Additional parameters can be introduced to the CG sites, such as
sigma and epsilon parameters of the LJ potential. These additional
parameters can be adjusted to approximately represent the
hydrophobic interactions, dispersion interactions, and/or excluded
volume effects in the simulation. Solving the electrostatic and LJ
interaction potentials between all the CG models in the CG
simulation can provide the force on each CG site (or CG model) in
the simulation box. Subsequently, the Langevin equation can be
integrated in time for each CG model to analyze the physical
movements of the CG models that carry a total mass equal to the
total mass of the full-atom antibodies. Periodic boundary
conditions can be applied in all three directions in the simulation
box. The time-integration of Langevin equation of motion and the
calculation of interaction forces at each intermediate time step
can provide a time-dependent trajectory of the CG models in the
simulation. The transitional self-diffusion coefficients of CG
models can be calculated from this trajectory, and based on
Stokes-Einstein relationship, this diffusion coefficient can
inversely correlate with the viscosity of the antibody
solution.
III. Electrical-Field Comparison
[0078] The electric field of the CG model 214 was compared to
electric fields calculated from an all-atom model (e.g., full atom
model 204) and a lumped coarse-grained model. The CG model 214
showed closer electric-field calculations to the all-atom model
than the lumped model.
[0079] FIG. 6 is a chart of the electrostatic potential of an
example mAb as a function of .theta. and .phi. at a fixed distance
from an origin, where .theta. is a rotation about the z-axis and
.phi. is a rotation about the x-axis. FIG. 6 shows heterogeneity of
electrostatic potential in a sphere around an antibody.

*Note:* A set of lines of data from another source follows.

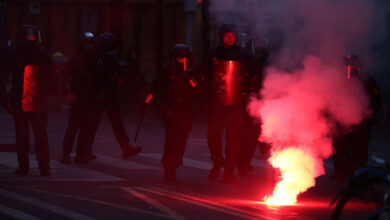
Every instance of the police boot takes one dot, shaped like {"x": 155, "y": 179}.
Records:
{"x": 215, "y": 171}
{"x": 131, "y": 151}
{"x": 170, "y": 174}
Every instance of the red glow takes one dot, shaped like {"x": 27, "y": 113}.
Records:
{"x": 349, "y": 67}
{"x": 29, "y": 88}
{"x": 297, "y": 170}
{"x": 193, "y": 83}
{"x": 229, "y": 39}
{"x": 183, "y": 61}
{"x": 149, "y": 98}
{"x": 32, "y": 37}
{"x": 292, "y": 111}
{"x": 228, "y": 78}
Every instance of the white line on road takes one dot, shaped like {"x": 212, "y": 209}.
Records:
{"x": 171, "y": 214}
{"x": 201, "y": 203}
{"x": 186, "y": 161}
{"x": 16, "y": 213}
{"x": 38, "y": 203}
{"x": 60, "y": 171}
{"x": 123, "y": 164}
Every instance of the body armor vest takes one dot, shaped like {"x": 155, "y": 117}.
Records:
{"x": 228, "y": 81}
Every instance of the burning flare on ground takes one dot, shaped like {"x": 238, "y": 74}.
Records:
{"x": 297, "y": 170}
{"x": 299, "y": 112}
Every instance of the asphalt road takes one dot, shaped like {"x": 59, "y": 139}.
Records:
{"x": 112, "y": 188}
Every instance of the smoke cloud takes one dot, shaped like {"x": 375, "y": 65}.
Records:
{"x": 305, "y": 92}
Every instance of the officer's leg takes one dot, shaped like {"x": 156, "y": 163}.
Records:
{"x": 248, "y": 144}
{"x": 22, "y": 141}
{"x": 74, "y": 123}
{"x": 185, "y": 129}
{"x": 114, "y": 115}
{"x": 39, "y": 126}
{"x": 359, "y": 150}
{"x": 233, "y": 138}
{"x": 89, "y": 123}
{"x": 216, "y": 125}
{"x": 342, "y": 158}
{"x": 92, "y": 127}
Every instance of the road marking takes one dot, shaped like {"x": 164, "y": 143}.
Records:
{"x": 41, "y": 204}
{"x": 171, "y": 214}
{"x": 228, "y": 210}
{"x": 255, "y": 214}
{"x": 60, "y": 171}
{"x": 186, "y": 161}
{"x": 98, "y": 202}
{"x": 16, "y": 213}
{"x": 123, "y": 164}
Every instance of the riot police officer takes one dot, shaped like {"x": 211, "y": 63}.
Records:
{"x": 229, "y": 71}
{"x": 177, "y": 87}
{"x": 29, "y": 67}
{"x": 86, "y": 98}
{"x": 252, "y": 131}
{"x": 113, "y": 75}
{"x": 350, "y": 149}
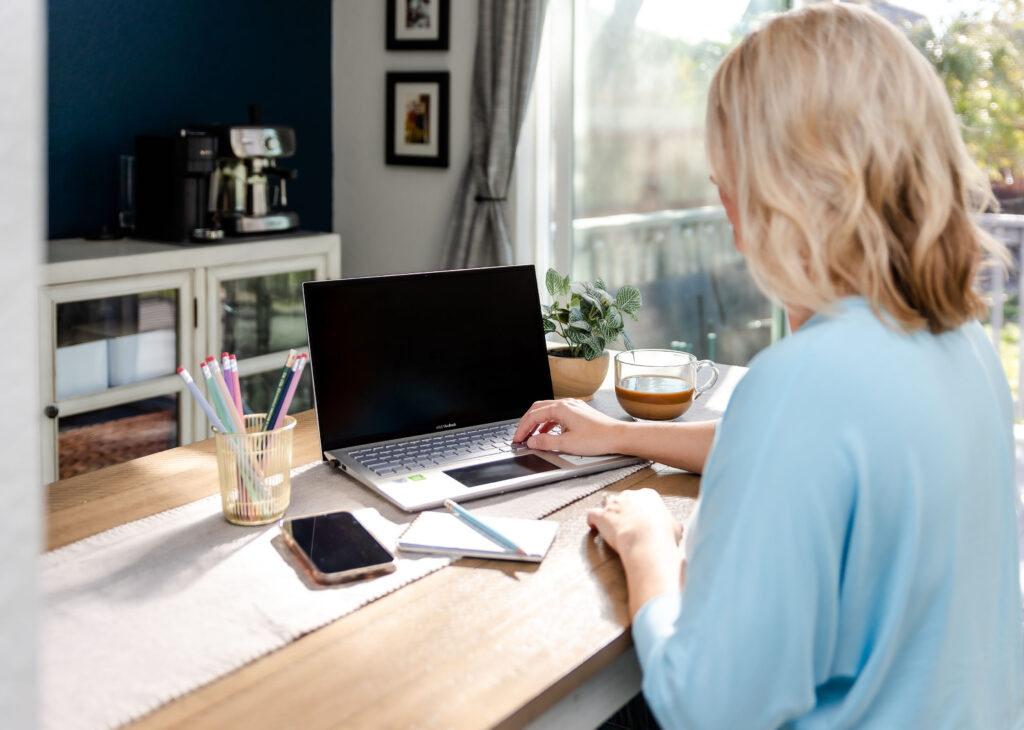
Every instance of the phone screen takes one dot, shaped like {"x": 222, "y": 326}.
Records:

[0080] FIG. 7 charts Coulombic potential for a slice of the
electrostatic surface potential in FIG. 6. In FIG. 7, the potential
of the all-atom model is shown as a solid line, the potential of
the CG model 214 is shown as a dotted line, and the potential of
the lumped model ("CG (Lumped)") is shown as a dashed line. The
lumped model sums charges in the vicinity of a CG bead, and uses
the sum as the charge value for the bead.
[0081] The CG sites and the force field described above were used
to perform CG Langevin dynamics simulations using a Large-scale
Atomic/Molecular Massively Parallel Simulator (LAMMPS) package.
Initially, 91 to 1460 mAb molecules were arranged in a cubic
lattice with the box size of 1300 angstroms using PACKMOL,
representative of 10 to 160 mg/ml protein concentrations. Periodic
boundary conditions were applied in three directions. The CG
simulations were performed under constant number, volume, and
temperature (NVT) conditions with use of a Langevin thermostat with
the temperature set to 300 K. The CG simulations for rigid
antibodies were run for 5 microseconds, using a time step of 1
ps.
[0082] As seen in FIG. 7, the CG model 214 better approximates the
electric field of the all-atom model than the lumped model does.
The lumped model does not consider the electric field as a whole,
at a molecular level. Instead, the lumped model calculates charges
at a local level. In contrast, the multipole method calculates
charges for sites based on a whole molecule by considering several
(e.g., more than two) multipole moments. Accordingly, the multipole
method more accurately models an electric field of a molecule.
[0083] Another approximation for an electric field of a molecule is
to use a monopole moment and/or a dipole moment of a molecule.
Calculations for the monopole and dipole moments are relatively
simple. However, a model using just the monopole and dipole moments
lack enough detail about the electric field of the molecule to
provide accurate models of the molecule. Thus simulations using
three, four, five, six, or more multipole moments are used to model
a molecule to more accurately describe the molecule.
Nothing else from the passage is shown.